C'est sans aucun doute l'une des réussites de Cecil B. De Mille dans un genre où il connut ses plus gros succès, malgré son traitement des civilisations antiques très discutable. Je le trouve...
Cecil B DeMille a réalisé ce péplum en technicolor en 1949. Le film relate le passage archi connu du Livre des Juges où Samson, hébreu doué d'une force physique hors norme lutte contre les philistins qui asservissent son peuple.
Je ne cache pas que j'aime ce film pour bien des raisons.
D'abord l'histoire est belle qui décrit Samson, un homme très fort tout en étant très faible. C'est un peu la magie du cinéma d'illustrer le personnage, fascinant, décrit en quelques lignes dans la Bible où on se perd en conjectures sur les pourquoi et les comment.
Qu'avait donc Dalila pour réussir à transformer un grand costaud en lavette ?
Au départ, Samson était amoureux de Semadar et dédaignait sa sœur, Dalila, pourtant bien plus "goûteuse" et de plus amoureuse de Samson ... D'ailleurs c'est ce dédain qui va finir par être sa perte... Mais n'allons pas refaire l'histoire!

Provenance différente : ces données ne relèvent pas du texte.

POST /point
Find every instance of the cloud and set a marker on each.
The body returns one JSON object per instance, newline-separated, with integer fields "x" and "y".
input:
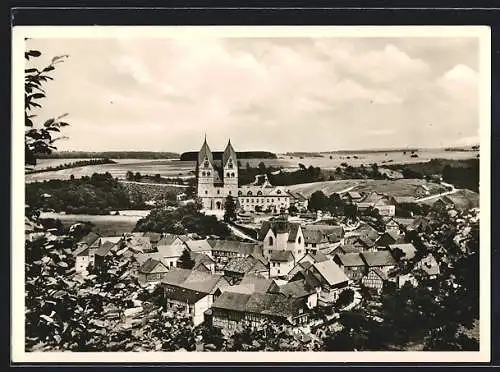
{"x": 276, "y": 94}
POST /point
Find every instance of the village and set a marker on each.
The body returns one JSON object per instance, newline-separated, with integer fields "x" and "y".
{"x": 301, "y": 269}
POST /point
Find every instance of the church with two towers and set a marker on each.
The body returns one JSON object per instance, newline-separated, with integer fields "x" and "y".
{"x": 218, "y": 178}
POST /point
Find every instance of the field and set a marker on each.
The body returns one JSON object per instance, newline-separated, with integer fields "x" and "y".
{"x": 105, "y": 225}
{"x": 403, "y": 187}
{"x": 177, "y": 168}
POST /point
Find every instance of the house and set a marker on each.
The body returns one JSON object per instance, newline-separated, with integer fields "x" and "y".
{"x": 138, "y": 243}
{"x": 152, "y": 271}
{"x": 301, "y": 290}
{"x": 280, "y": 263}
{"x": 298, "y": 200}
{"x": 199, "y": 246}
{"x": 374, "y": 279}
{"x": 353, "y": 265}
{"x": 153, "y": 237}
{"x": 85, "y": 252}
{"x": 389, "y": 237}
{"x": 314, "y": 240}
{"x": 282, "y": 235}
{"x": 223, "y": 250}
{"x": 103, "y": 251}
{"x": 251, "y": 284}
{"x": 170, "y": 253}
{"x": 382, "y": 260}
{"x": 203, "y": 262}
{"x": 238, "y": 267}
{"x": 429, "y": 266}
{"x": 230, "y": 309}
{"x": 364, "y": 243}
{"x": 192, "y": 290}
{"x": 403, "y": 252}
{"x": 331, "y": 278}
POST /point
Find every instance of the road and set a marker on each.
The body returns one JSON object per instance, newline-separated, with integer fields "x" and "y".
{"x": 453, "y": 190}
{"x": 155, "y": 184}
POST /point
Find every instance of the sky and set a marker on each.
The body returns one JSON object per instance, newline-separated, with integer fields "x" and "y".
{"x": 269, "y": 94}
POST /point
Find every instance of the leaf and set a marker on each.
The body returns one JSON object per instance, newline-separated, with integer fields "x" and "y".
{"x": 34, "y": 53}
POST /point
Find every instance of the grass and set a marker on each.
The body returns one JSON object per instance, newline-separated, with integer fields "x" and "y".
{"x": 403, "y": 187}
{"x": 105, "y": 225}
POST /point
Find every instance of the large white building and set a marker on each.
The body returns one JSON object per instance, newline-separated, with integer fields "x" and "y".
{"x": 218, "y": 179}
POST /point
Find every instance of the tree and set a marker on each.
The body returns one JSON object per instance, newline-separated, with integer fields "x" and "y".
{"x": 229, "y": 209}
{"x": 318, "y": 201}
{"x": 38, "y": 139}
{"x": 185, "y": 261}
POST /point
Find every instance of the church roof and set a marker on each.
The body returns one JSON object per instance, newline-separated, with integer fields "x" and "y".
{"x": 228, "y": 154}
{"x": 205, "y": 152}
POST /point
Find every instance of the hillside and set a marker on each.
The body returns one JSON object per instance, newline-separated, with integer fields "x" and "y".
{"x": 193, "y": 155}
{"x": 110, "y": 155}
{"x": 403, "y": 187}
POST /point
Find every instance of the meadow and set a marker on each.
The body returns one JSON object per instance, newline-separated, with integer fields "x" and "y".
{"x": 107, "y": 225}
{"x": 178, "y": 168}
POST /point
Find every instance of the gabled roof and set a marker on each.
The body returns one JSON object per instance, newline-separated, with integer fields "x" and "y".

Et puis, j'adore les décors et les costumes (dont je me fous complètement de savoir s'ils sont ou non conformes à une quelconque réalité historique). Les casques dorés des philistins, comme les robes et les bijoux de Dalila ont un charme fou. Kitsch peut-être mais un charme fou.
Les décors que ce soit le temple de Dagon ou la retraite paradisiaque où se sont réfugiés Samson et Dalila sont magnifiques
Et puis, il y a les acteurs !
Victor Mature, qu'on ne présente plus dans les péplums, fait merveille ici en grand costaud qui attaque un lion à mains nues mais tombe dans les pièges tendus par Dalila.
Hedi Lamar, dans le rôle de Dalila, a certainement le rôle le plus complexe car sa haine et son amour pour Samson sont complètement indissociables. La sensualité de Dalila à fleur de peau fait merveille. La scène où elle se rend compte qu'elle a été manipulée en voyant Samson aveugle touche au sublime, sa haine se transformant en amour désespéré...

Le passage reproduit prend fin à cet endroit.